Month Degree Awarded

May

First Advisor

Bernhard Leidner

Second Advisor

Brian Lickel

Subject Categories

Quantitative Psychology | Social and Behavioral Sciences | Social Psychology

Abstract

As time distances people from moral transgressions, do affected parties experience a lingering need for addressing the past, or does the need gradually fade away over time? Do people perceive time differently depending on whether the ingroup has committed or suffered the transgression? In two different intergroup contexts, we investigate the role of temporal distance in attitudes toward justice and reconciliation after moral transgressions from the perspectives of both victim and perpetrator groups. In the context of the conflict between Serbs and Bosniaks, Study 1 showed that temporal distance from intergroup transgressions predicted different reactions to the transgression between victim and perpetrator groups. Whereas increased subjective temporal distance predicted more opposition to justice and reconciliation efforts via reduced empathy for outgroup members among the perpetrator group, it predicted more willingness to forgo justice and reconcile via increased empathy for outgroup members among the victim group. Study 1 also demonstrated another type of temporal asymmetry between victim and perpetrator groups.

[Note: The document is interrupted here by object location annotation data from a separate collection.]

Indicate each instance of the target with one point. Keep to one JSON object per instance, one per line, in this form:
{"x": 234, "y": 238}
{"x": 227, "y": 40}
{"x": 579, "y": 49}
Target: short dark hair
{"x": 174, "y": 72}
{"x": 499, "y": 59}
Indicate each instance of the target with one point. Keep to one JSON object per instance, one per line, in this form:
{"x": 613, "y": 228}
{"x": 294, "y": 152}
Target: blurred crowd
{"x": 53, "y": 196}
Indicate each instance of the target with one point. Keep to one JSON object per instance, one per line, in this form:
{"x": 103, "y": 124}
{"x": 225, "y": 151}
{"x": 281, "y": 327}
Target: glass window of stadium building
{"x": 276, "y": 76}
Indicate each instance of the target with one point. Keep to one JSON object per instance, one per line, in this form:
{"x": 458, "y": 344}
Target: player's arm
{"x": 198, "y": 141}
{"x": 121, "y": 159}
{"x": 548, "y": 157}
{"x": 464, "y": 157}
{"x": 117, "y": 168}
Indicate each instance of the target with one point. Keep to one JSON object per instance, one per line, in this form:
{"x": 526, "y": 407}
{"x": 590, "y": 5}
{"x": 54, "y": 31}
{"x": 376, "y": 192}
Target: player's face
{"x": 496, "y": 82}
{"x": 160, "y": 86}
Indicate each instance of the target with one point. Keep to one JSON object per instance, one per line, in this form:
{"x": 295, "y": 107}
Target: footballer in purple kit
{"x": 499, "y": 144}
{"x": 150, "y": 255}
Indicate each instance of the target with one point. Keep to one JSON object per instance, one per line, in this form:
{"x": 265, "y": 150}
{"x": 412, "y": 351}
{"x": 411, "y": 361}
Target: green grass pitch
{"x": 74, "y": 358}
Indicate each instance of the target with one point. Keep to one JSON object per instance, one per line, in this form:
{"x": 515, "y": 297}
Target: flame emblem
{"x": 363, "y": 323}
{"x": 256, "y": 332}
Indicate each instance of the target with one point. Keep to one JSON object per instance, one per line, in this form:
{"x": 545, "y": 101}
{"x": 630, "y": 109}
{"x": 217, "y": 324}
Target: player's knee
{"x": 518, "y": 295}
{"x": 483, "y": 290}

Compared to Serbs, the primary perpetrator group in the conflict, Bosniaks perceived the war as temporally closer. In the context of the conflict between the U.S. and Iran, Study 2 provided a partial conceptual replication of Study 1, and further explored the moderating role of ingroup glorification. Whereas high glorifiers perceived the transgression as temporally closer when the ingroup is the victim than the perpetrator, low glorifiers reacted in the exact opposite manner, perceiving the transgression as more distant when the ingroup was the perpetrator than when it was the victim. These divergent perceptions of time further yielded victim and perpetrator group members’ different attitudes toward justice and reconciliation. Study 3 further established the causal relationships between temporal distance and attitudes toward justice and reconciliation via empathy, again moderated by glorification. The implications for post-conflict peacebuilding are discussed.